Les pauvres jésuites l'ont perdue, et ceux que j'ai sauvés du naufrage seront toujours aux ordres de V. A. R. J'ose croire cependant qu'un confesseur est, madame, le meuble le plus inutile de votre<289> maison; une belle âme comme la vôtre n'a rien à lui dire; vous ne méritez, au lieu d'absolutions, que des louanges, et le confesseur ne peut qu'admirer sa pénitente, au lieu de la corriger. Je me figure les confessions de V. A. R. telles : J'ai soulagé des malheureux; j'ai dépensé mes revenus en bienfaits; j'ai pris la cause des opprimés; mon cœur est sans haine et sans envie; j'ai bien élevé mes enfants; j'aime Dieu et mes semblables; au lieu d'orgueil et de vanité, je ne sens qu'un penchant irrésistible à la bienfaisance; je suis douce envers ceux qui me servent, et sans fierté malgré mon illustre naissance; mes amusements sont ingénieux, mes plaisirs innocents; j'ai vu la mort sans la craindre, et, obéissante en tout aux lois suprêmes, je m'abandonne entièrement à leur direction.
Avouez-le, madame, il y a de quoi faire une sainte d'une telle âme, qui, dans ce tableau, est peinte d'après nature. Si V. A. R. l'approuve, je donnerai cette confession à tel jésuite qu'elle l'ordonnera, et je lui enverrai son approbation par écrit, car voilà tout ce qui lui reste à dire.

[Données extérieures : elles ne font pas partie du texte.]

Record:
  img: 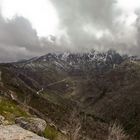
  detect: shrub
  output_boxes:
[108,123,129,140]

Mais je crains que V. A. R. ne me trouve bien impertinent d'oser ainsi sonder sans sa permission les plus secrets replis de son cœur, et d'oser publier des choses que son extrême modestie s'efforce de voiler. Je vous en demande mille pardons; mais ce qui est écrit le restera. Je suis persuadé d'avoir dit la vérité, et le caractère de la vérité est de briller au grand jour. Mettez, madame, des premières l'attachement, la considération et l'admiration avec laquelle je suis, etc.